Les autres entretiens, réalisés avec des acteurs sociaux aux différents statuts abordent pour leur part des questions plus précises, centrées sur les hypothèses de travail, reprenant un ou plusieurs points abordés précédemment, en fonction des trajectoires des enquêtés : ressources scientifiques ou cognitives disponibles, choix méthodologiques, fonctionnement institutionnel, collaborations professionnelles…

Statuts des enquêtés

Les entretiens réalisés ont eu pour but d’éclairer les zones d’ombres et de donner une image plus nette des orientations choisies dans les différentes campagnes proposées. Le premier objectif a été de dresser la carte des acteurs et des institutions engagés dans l’élaboration des dispositifs de santé publique. Il a donc fallu, à travers les discussions avec d’anciens responsables du CFES, tenter de reconstruire le fonctionnement de cet organisme, afin de mieux saisir le rôle de chacun et la politique générale d’élaboration d’axes de travail. Ceci explique le statut similaire des premiers enquêtés, ceux ayant occupé le poste de « délégué général ». Parmi ces quatre anciens délégués, nous avons sollicité deux femmes et deux hommes, ayant exercé leurs fonctions à différentes époques, sous différentes autorités politiques et selon des durées variables. S’il nous a semblé logique de nous entretenir avec les trois délégués généraux sous la direction desquels des dispositifs en faveur de l’activité physique avaient été menés, il nous a également apparu opportun de nous entretenir avec un quatrième, pour avoir une discussion un peu plus libre sur le fonctionnement de l’institution, mais aussi pour l’entretenir sur le fait qu’aucun dispositif en faveur des pratiques physiques n’avait été mené sous sa direction.

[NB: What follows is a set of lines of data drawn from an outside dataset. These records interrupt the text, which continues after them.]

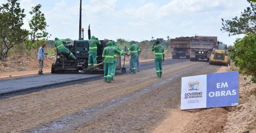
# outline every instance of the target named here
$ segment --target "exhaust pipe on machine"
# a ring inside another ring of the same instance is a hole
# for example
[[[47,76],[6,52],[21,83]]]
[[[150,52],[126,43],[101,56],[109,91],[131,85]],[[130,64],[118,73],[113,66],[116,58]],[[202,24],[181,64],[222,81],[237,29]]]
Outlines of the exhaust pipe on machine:
[[[88,39],[89,40],[91,39],[91,30],[90,30],[90,24],[89,24],[89,27],[88,27]]]

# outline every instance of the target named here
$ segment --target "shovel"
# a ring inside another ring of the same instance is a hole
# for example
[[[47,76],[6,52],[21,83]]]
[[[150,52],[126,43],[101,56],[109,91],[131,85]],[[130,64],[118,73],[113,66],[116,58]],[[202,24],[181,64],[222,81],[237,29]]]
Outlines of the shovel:
[[[126,46],[125,46],[125,52],[126,52]],[[125,54],[124,58],[124,67],[121,69],[121,73],[124,74],[126,73],[126,68],[125,67]]]

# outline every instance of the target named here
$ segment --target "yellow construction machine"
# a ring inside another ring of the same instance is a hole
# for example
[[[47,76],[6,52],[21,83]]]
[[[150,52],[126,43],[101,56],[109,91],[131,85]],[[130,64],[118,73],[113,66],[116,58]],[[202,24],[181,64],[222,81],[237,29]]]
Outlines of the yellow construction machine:
[[[209,63],[210,65],[223,65],[228,66],[230,65],[230,58],[227,55],[227,45],[219,44],[218,41],[217,49],[213,51]]]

Quatre autres temps d’échanges ont été sollicités au cours des trois dernières années, dont deux plus récemment, auprès d’acteurs impliqués dans la conception d’actions sanitaires ou d’acteurs investis dans la promotion de l’activité physique. Nous avons essayé de varier les statuts des anciens acteurs interrogés pour obtenir des compléments d’informations et tenter de mieux reconstruire et interpréter la réalité, mais aussi pour palier aux archives manquantes.